One type of switch fabric is a crossbar fabric adapted to switch packets received over input connections to output connections of the XM. The crossbar fabric may be configured to switch variable-sized packets, or it may be configured to switch fixed-size cells, which are generally smaller than a typical packet size. Upon receiving a packet, an ingress (source) LM apportions that packet into some number of fixed sized cells and forwards those cells to the XM. The cell switch fabric on the XM “switches” the cells and forwards them to an egress (destination) LM, which then reassembles the cells back into the original packet and forwards the packet over the network.
All other quality functions being equal, a cell switch fabric is often less expensive to implement than a variable-sized packet switch and facilitates computation of the input-to-output connections. In addition, the cell switch fabric allows for better differentiation of quality of service (QoS) levels and achieves better utilization than the variable sized packet switch. Moreover, the cell switch fabric ensures “fairness” among the variable sized packets switched by the crossbar fabric. That is, because of the varying sizes of packets, use of a fixed-sized cell granularity ensures fairness among all packets received at the switch by enabling, e.g., interleaving of cells from large and small packets during the switching function. Packet segmentation and reassembly costs are easily offset by these benefits, such that a cell switch fabric is commonly used in networking equipment.

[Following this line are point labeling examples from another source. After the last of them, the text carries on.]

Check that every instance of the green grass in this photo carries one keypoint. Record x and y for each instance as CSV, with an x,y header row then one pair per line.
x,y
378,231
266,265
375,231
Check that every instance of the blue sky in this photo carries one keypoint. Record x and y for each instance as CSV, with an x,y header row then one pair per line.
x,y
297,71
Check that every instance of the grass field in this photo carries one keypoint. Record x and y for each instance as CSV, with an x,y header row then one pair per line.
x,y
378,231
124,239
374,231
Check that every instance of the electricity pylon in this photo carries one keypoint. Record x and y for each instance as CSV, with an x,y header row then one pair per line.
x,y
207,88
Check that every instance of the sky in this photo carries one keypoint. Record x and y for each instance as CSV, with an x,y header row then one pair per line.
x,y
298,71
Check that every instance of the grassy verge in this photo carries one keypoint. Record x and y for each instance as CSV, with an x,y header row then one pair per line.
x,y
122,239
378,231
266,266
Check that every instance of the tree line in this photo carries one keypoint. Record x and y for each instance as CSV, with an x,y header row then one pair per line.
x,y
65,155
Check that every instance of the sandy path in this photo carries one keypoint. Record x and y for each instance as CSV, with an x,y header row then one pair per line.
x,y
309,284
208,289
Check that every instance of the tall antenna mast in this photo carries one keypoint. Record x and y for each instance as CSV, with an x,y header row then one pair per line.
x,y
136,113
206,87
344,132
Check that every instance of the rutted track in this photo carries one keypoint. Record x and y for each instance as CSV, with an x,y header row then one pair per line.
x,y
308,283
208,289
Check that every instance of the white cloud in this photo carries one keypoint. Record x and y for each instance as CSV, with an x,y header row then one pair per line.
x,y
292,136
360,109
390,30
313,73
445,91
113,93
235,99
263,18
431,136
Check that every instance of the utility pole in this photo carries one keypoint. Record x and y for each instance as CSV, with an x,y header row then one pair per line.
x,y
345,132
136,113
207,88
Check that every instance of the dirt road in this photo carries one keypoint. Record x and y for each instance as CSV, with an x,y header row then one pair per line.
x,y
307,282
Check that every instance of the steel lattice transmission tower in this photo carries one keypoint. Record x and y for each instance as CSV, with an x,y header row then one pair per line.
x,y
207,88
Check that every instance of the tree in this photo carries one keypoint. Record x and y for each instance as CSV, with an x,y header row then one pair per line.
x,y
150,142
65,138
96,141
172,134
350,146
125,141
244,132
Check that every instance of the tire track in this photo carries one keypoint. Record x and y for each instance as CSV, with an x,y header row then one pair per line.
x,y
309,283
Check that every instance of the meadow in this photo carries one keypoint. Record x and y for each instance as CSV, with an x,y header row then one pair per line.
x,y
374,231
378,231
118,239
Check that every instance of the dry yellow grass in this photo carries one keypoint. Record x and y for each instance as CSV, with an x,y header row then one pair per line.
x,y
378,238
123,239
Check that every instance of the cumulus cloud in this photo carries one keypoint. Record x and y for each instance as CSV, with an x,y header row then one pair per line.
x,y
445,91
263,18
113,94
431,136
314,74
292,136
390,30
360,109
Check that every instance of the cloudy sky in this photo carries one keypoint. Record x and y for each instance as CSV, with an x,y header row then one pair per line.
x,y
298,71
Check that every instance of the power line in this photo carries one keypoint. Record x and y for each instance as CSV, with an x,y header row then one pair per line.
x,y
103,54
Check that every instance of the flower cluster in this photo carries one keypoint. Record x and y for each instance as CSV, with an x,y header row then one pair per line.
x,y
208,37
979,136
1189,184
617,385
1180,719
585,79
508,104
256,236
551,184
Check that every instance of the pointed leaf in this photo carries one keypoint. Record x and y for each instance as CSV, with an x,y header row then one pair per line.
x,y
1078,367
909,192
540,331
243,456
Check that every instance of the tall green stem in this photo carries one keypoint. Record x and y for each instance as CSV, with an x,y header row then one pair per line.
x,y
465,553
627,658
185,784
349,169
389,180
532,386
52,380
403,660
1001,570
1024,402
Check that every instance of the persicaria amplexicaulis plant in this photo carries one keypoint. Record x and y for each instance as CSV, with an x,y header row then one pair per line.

Many switches employ credits, grants, tokens, requests or other such signals to control the flow of cells or packets through the switch. For example, a first component may be configured to hold a cell or packet until it receives a credit indicating that the next component that is to receive the cell or packet has the capacity to do so. Each time a component moves or issues a cell or packet, moreover, a corresponding credit is consumed. In such systems, components are constantly exchanging credits. To operate at the speeds specified in the IBA specification standard, switch components must exchange large numbers of credits at high-speed. Under such conditions, it is not uncommon for one or more credits to be lost due to noise in the signal paths or to manufacturing defects in the components. Although it is less likely, these conditions can also result in credits being improperly gained. A “gained” credit refers to the detection of a credit being received, even though no component sent the credit. The loss or gain of credits can adversely affect the operating characteristics of the switch. For example, the loss of even one credit can cause delays in the switching of the cells thereby degrading the switch's performance.
Accordingly, a need exists to identify whether credits, grants, requests, tokens or other such signals are being lost or gained in a switch or other such device.